Several studies have outlined the implications of genetic variants on immune and inflammatory pathways in GCA susceptibility since this vasculitis is a polygenic disease [62]. Polymorphisms of the HLA II gene in particular the presence of HLA DRB1*04 alleles (both HLA DRB1*0401 and HLA DRB1*0404) are systematically associated with GCA supporting the thesis that GCA is driven by an antigen-based immune response [62]. A recent large-scale genetic analysis on GCA was conducted on 1651 case subjects with GCA and 15,306 unrelated control subjects form six different countries of European ancestry using Immunochip array [63]. The study confirmed the involvement of HLA class II region in the pathophysiology of GCA and the association of GCA with HLA DRB1*04 alleles. Moreover, they identified HLA-DQA1 as an independent novel susceptibility factor, in particular the presence of the classical alleles DQA1*0101, DQA1*0102, and HLA-DQA1*03:01. The level of statistical significance found in the HLA region underlined the importance of immune system in the boost of GCA [63]. In the same study, a test on polymorphic amino acid positions revealed DRB1 13, DQ 47, 56, and 76 are relevant for disease occurrence [63].
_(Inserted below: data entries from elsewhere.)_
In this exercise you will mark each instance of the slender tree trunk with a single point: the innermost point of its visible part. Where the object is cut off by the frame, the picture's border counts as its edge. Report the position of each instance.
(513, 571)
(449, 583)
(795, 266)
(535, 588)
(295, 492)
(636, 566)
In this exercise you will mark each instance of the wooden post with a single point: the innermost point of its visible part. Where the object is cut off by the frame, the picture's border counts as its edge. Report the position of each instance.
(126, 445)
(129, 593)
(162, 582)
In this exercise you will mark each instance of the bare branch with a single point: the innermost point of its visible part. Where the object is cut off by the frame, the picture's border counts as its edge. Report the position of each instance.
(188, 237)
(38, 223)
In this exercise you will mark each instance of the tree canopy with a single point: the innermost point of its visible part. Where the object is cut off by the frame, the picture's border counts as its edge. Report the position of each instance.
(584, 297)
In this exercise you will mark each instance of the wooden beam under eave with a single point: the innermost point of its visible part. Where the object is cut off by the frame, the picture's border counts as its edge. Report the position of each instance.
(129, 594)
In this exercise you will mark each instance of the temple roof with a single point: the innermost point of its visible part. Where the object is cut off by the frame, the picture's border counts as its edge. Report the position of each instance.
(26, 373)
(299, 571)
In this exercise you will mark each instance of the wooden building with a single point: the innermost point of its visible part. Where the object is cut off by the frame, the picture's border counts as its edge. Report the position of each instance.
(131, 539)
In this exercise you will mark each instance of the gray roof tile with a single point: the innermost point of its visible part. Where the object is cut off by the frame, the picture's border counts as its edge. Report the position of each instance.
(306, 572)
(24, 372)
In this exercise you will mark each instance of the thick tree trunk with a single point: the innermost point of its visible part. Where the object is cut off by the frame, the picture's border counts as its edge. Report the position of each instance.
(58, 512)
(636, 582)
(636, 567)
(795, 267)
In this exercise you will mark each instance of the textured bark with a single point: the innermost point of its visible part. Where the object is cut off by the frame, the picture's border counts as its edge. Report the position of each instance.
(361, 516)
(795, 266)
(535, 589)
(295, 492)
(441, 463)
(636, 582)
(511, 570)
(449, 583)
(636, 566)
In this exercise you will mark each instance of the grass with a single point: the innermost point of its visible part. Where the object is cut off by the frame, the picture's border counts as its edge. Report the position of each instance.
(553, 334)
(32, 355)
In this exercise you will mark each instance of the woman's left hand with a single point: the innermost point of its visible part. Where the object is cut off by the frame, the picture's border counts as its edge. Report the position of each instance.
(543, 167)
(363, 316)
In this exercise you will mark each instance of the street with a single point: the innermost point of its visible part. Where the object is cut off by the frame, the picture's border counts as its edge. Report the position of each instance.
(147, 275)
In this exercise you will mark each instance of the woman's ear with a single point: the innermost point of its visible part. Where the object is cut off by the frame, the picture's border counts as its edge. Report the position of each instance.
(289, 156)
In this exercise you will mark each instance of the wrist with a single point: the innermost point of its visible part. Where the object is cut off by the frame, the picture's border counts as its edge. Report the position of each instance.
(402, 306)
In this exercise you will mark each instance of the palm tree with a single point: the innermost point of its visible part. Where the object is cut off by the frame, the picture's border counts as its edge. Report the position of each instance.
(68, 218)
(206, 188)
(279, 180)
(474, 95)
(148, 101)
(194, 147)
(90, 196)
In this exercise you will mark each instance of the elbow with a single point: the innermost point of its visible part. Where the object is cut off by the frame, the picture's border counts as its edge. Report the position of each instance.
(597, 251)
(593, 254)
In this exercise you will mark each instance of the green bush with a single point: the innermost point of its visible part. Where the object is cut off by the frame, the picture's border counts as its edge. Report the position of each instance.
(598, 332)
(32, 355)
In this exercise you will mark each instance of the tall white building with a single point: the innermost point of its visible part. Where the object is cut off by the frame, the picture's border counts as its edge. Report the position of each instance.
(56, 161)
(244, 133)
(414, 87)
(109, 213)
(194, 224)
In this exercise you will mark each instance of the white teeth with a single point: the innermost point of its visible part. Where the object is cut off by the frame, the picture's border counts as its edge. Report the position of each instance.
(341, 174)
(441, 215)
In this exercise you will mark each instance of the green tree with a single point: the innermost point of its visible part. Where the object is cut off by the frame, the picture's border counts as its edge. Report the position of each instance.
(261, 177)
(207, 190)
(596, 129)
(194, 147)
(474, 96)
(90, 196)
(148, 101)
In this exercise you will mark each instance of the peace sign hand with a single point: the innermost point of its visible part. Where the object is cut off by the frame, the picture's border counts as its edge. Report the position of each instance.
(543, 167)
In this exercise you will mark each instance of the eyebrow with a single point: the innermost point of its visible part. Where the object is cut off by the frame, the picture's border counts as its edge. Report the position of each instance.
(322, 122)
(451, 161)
Mackie SL et al. demonstrated that the susceptibility of HLA DRB1*04 were better explained by amino acids risk residues V, H, and H at positions 11, 13, and 33 [64] in contrast with previous proposal of amino acids in the second hypervariable region [65]. The authors also performed a meta-analysis on geographic distribution of HLA-DRB1*04 and the frequency of GCA. They reported that GCA incidence was independently associated both with the presence of HLA-DRB1*04 and with latitude itself, concluding that different HLA-DRB1*04 frequency in the population can partially explain variations in GCA incidence.

Association between clinical features of GCA patients and the presence of HLA DRB1*04 were reported, in particular higher visual loss and glucocorticoid resistance were documented among GCA patients and the occurrence of HLA DRB1*04 [66, 67].

Among non-HLA genes, polymorphism of genes that encode for cytokines (TNF, IFN-g, IL-10, IL-4, IL-6, IL-18, monocyte chemotactic protein-1, IL-12/IL-21, and IL-12 receptor bet2), for molecules involved in endothelial function and genes of innate immune response have been associated with the appearance or the severity of GCA [68].

A recent GWAS analyzed 1,844,133 genetic variants, apart from confirming HLA class II as the most important genetic risk factor for GCA, additional genes were identified: plasminogen (PLG) and prolyl 4-hydroxylase subunit alpha 2 (P4HA2) [69]. PLG encodes a secreted blood zymogen involved in angiogenesis and in a wide spectrum of physiological process including wound healing, fibrinolysis, and lymphocites recruitment. The PLG risk alleles seemed to unbalance the metabolism of its encoded proteins leading to the pro-inflammatory features of GCA [69].

P4HA2 encodes a protein critical for collagen biosynthesis, and it is considered an important hypoxia response gene [69].

Genetic variants of the protein tyrosine phosphatase, non-receptor type 22 (PTPN22) are identified as risk factors for GCA [68]. PTPN22 is involved in the negative control of T cell receptor signaling and in the response of Th17 cells that are considered crucial in the pathogenesis of GCA [70].